Other characteristics that have been identified and selected in wheat are high assimilate transfer to the grain (Turner and Nicolas 1987; Whan et al. 1993) and rapid grain growth (Whan et al. 1993). They have been shown to contribute to improved yields under water-limited conditions.

Drought resistance is not synonymous with water use efficiency, which can be defined in various ways according to level of organisation. At a leaf level water use efficiency can be regarded as a ratio of net assimilation to transpiration (moles of carbon fixed per mole of water transpired), also termed instantaneous transpiration efficiency. At a community level water use efficiency can be: (1) the ratio of net assimilation rate to evapotranspiration (where evapotranspiration = crop transpiration plus soil evaporation), (2) the ratio of dry matter production to cumulative water use, or (3) the ratio of grain yield to cumulative water use.

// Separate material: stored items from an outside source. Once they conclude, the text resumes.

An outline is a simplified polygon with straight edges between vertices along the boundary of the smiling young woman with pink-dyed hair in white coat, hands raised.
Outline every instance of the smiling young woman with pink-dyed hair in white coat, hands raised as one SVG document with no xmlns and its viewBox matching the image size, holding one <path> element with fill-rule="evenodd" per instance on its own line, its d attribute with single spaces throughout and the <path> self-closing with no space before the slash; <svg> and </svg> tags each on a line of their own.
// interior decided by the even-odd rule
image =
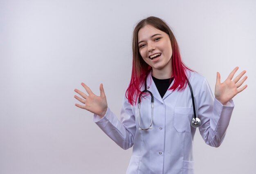
<svg viewBox="0 0 256 174">
<path fill-rule="evenodd" d="M 94 113 L 96 124 L 121 148 L 133 146 L 127 174 L 193 174 L 194 127 L 199 126 L 205 143 L 220 146 L 234 108 L 232 98 L 247 87 L 240 87 L 247 79 L 241 79 L 245 70 L 233 78 L 234 68 L 223 83 L 217 73 L 214 97 L 207 80 L 182 62 L 172 31 L 156 17 L 137 24 L 132 52 L 121 121 L 108 108 L 102 84 L 96 96 L 82 83 L 88 94 L 75 89 L 81 97 L 74 97 L 83 103 L 75 105 Z"/>
</svg>

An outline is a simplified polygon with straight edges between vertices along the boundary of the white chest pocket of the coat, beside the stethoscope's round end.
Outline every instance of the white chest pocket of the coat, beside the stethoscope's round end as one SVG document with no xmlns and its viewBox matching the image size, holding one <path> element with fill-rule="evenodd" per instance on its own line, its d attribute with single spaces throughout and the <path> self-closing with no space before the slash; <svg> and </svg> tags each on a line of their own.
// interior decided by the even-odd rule
<svg viewBox="0 0 256 174">
<path fill-rule="evenodd" d="M 189 133 L 190 121 L 193 117 L 193 108 L 175 107 L 174 128 L 180 133 Z"/>
</svg>

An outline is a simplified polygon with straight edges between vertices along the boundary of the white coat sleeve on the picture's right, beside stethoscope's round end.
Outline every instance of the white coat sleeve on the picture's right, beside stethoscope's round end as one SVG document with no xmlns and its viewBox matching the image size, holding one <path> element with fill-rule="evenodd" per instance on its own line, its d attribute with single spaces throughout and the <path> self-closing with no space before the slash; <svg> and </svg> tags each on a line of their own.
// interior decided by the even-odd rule
<svg viewBox="0 0 256 174">
<path fill-rule="evenodd" d="M 207 80 L 204 79 L 198 101 L 198 118 L 201 120 L 200 134 L 205 143 L 219 147 L 229 126 L 234 109 L 233 100 L 231 99 L 227 106 L 223 106 L 220 101 L 213 97 L 211 88 Z"/>
</svg>

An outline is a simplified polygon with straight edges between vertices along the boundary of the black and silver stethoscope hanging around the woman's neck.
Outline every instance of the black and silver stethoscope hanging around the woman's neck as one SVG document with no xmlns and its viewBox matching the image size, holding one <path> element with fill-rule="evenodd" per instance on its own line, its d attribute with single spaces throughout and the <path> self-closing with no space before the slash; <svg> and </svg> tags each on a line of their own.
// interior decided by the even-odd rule
<svg viewBox="0 0 256 174">
<path fill-rule="evenodd" d="M 154 96 L 153 94 L 147 90 L 147 78 L 145 78 L 145 90 L 142 91 L 140 94 L 139 94 L 139 101 L 138 101 L 138 108 L 139 108 L 139 130 L 148 130 L 148 129 L 152 129 L 152 123 L 153 123 L 153 108 L 154 108 Z M 192 87 L 189 83 L 189 79 L 186 78 L 186 81 L 188 82 L 189 84 L 189 88 L 190 88 L 190 93 L 191 93 L 191 98 L 192 98 L 192 104 L 193 104 L 193 111 L 194 111 L 194 117 L 191 119 L 191 126 L 193 126 L 194 128 L 198 128 L 200 125 L 201 125 L 201 121 L 199 118 L 196 117 L 196 114 L 195 114 L 195 101 L 194 101 L 194 95 L 193 95 L 193 90 L 192 90 Z M 149 93 L 151 95 L 151 103 L 152 103 L 152 110 L 151 110 L 151 121 L 150 121 L 150 126 L 148 128 L 141 128 L 141 125 L 140 125 L 140 97 L 143 93 Z"/>
</svg>

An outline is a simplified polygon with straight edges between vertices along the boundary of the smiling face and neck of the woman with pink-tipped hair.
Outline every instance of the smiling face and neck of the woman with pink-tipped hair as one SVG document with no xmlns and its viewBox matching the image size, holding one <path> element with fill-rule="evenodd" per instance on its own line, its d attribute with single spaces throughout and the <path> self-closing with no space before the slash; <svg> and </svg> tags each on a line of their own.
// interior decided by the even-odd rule
<svg viewBox="0 0 256 174">
<path fill-rule="evenodd" d="M 152 67 L 153 76 L 171 77 L 172 47 L 168 34 L 151 25 L 145 25 L 138 32 L 139 53 L 144 61 Z M 157 77 L 158 76 L 158 77 Z"/>
</svg>

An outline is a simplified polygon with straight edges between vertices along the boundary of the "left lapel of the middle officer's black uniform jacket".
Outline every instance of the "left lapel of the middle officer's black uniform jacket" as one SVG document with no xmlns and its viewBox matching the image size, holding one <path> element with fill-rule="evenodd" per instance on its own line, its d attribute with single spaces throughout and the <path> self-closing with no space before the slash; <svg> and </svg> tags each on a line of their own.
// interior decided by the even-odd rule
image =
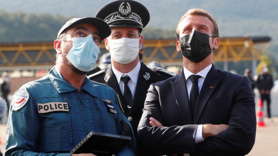
<svg viewBox="0 0 278 156">
<path fill-rule="evenodd" d="M 124 114 L 127 115 L 128 114 L 128 108 L 126 105 L 126 102 L 124 101 L 124 97 L 122 95 L 122 92 L 120 90 L 120 86 L 118 84 L 117 78 L 111 68 L 111 65 L 109 66 L 109 68 L 107 68 L 106 73 L 105 73 L 105 82 L 108 86 L 110 86 L 111 88 L 113 88 L 113 90 L 116 91 L 116 93 L 119 95 L 121 104 L 122 104 L 122 108 L 124 110 Z"/>
</svg>

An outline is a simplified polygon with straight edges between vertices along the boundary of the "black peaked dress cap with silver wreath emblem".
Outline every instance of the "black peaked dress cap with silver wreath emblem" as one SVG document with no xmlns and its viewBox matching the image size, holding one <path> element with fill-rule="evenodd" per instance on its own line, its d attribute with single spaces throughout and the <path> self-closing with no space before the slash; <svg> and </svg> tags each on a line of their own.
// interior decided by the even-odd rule
<svg viewBox="0 0 278 156">
<path fill-rule="evenodd" d="M 139 2 L 117 0 L 104 5 L 95 17 L 103 19 L 110 27 L 135 27 L 140 32 L 150 21 L 150 13 Z"/>
</svg>

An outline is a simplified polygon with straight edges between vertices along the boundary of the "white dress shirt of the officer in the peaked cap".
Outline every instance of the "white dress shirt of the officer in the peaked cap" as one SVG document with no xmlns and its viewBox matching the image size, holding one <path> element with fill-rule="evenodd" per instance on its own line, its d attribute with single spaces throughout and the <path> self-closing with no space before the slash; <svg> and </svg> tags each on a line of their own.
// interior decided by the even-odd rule
<svg viewBox="0 0 278 156">
<path fill-rule="evenodd" d="M 116 70 L 115 67 L 112 65 L 112 70 L 117 78 L 122 95 L 124 95 L 124 82 L 122 82 L 121 77 L 129 76 L 130 80 L 128 81 L 127 86 L 131 91 L 132 99 L 134 98 L 140 68 L 141 68 L 141 64 L 138 61 L 138 64 L 130 72 L 122 73 Z"/>
</svg>

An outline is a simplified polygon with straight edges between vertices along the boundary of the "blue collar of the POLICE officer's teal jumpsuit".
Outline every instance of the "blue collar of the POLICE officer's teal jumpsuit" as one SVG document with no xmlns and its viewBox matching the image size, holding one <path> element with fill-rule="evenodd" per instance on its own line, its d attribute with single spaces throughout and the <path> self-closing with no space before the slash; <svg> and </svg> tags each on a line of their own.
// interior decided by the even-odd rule
<svg viewBox="0 0 278 156">
<path fill-rule="evenodd" d="M 50 81 L 52 82 L 53 86 L 56 88 L 56 90 L 59 93 L 65 93 L 73 90 L 77 90 L 77 88 L 73 87 L 71 84 L 69 84 L 64 76 L 59 71 L 58 67 L 55 65 L 49 72 L 48 77 Z M 97 92 L 95 90 L 95 87 L 93 86 L 91 80 L 87 76 L 85 76 L 82 90 L 87 91 L 93 96 L 97 97 Z"/>
</svg>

Genetic variation with respect to instantaneous transpiration efficiency has been demonstrated in a wide range of species, using the carbon isotope signature (D) of dried plant material as a surrogate for physical measurement of assimilation and transpiration (Case study 15.3). Selection for low D lines has been confirmed as a valid approach to improved water use efficiency and is likely to underpin much future genetic improvement for dryland cereals.